Calverley would have willingly risked every thing but his personal safety to be revenged of her who strove to attach to him the suspicion of crime; and even when mounted on his steed, with a large dark cloak thrown over him to conceal the material of his dress, lest its singularity should attract observation, he could not help feeling a slight inward trepidation.

As they proceeded, the heath gradually assumed the appearance of a scanty wood, the trees became more numerous, the thickets of greater extent, and the animal on which Calverley rode was frequently impeded by the withering stumps of trees that had been carelessly felled. He alighted just at the point where an abrupt opening between the clustering thickets led by a circuitous path of not more than a hundred yards to the high road to Gloucester.

Here Calverley's quick ear caught the sound of the tramping of a horse—his heart beat quick—it might be a traveller journeying to Gloucester, but it was more probable that it was the messenger. He threw the bridle of his horse over the branch of a tree, sprang to the end of the path, and, concealing himself behind the under-wood, discovered in a moment, by the dark medley hue of the rider's dress, that it was the man he expected. He hurried back, and, mounting his steed, waited till the echo of the horse's hoofs could no longer be distinguished; and then, giving the impulse to his own spirited animal, he was the next moment bounding at full speed after the messenger, followed at a distance by his accomplice.

Calverley was a good horseman, and it was but a short space ere he was within a few yards of the messenger, and shouting to him to halt. The man stopped, and, turning in his saddle, surveyed with some surprise (which could be seen even in the duskiness of twilight) the bright colours that distinguished the garb of a pursuivant.

"What! for Gloucester, friend? You must have been hard upon my heels the whole way for——"

"No," interrupted Calverley, in an assumed gruffness of tone, and with something more than his usual authoritativeness, "my journey is ended now. The king has recalled that writ of prohibition you were to deliver to the judge. You are to return the writ to me, and proceed with your other dispatches."

The messenger had heard—for state secrets will sometimes transpire—that the chancellor had a struggle to obtain the writ; and this knowledge, though it made him the more readily credit Calverley's assertion, yet vexed him that his master should be foiled. Looking, therefore, with a surly scrutiny at the steward—

"The writ," said he, "was given to me by my lord archbishop; and how do I know that I should be right in surrendering it to a stranger?

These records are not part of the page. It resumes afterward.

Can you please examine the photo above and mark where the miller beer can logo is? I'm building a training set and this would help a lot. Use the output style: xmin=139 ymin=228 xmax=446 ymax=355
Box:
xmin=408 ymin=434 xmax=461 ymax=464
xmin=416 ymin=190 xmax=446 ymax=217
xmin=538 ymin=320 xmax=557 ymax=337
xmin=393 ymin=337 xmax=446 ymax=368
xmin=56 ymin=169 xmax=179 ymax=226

Have you any order from his grace?"

"Order from his grace," repeated Calverley, sarcastically: "Do you not know, my good friend, that your master is in disgrace with mine, and that the eloquent William of Wykeham will, ere many days pass, be high chancellor of England. Come, come, give me the writ, and don't lose time. I must not stir from my saddle this night, unless to change horses, till I reach Westminster."

The news of Islip's dismissal confounded the messenger. This new pursuivant might be in the interest of William of Wykeham, and it would be ill policy to make an enemy where every good office might be wanting to preserve him his situation. At all events, there was little use in contending: he accordingly unlocked his bag, and Calverley, with a thrill of pleasure, felt the writ within his grasp.

A hasty salutation passed, and the horsemen rode off in opposite directions. Calverley then, sending his associate home, spurred on to Gloucester.

The steward's first care was to put up his horse at an inn a little within the north-gate of Gloucester; and then, proceeding on to where the four streets, leading from the four gates of the city form a cross, he went down Westgate-street, and, passing the beautiful cathedral, presently reached the Severn. The evening was dark, and, looking cautiously round, he dropt the damask dress,—and, as he thought, the prohibitory writ,—in the oblivious waters.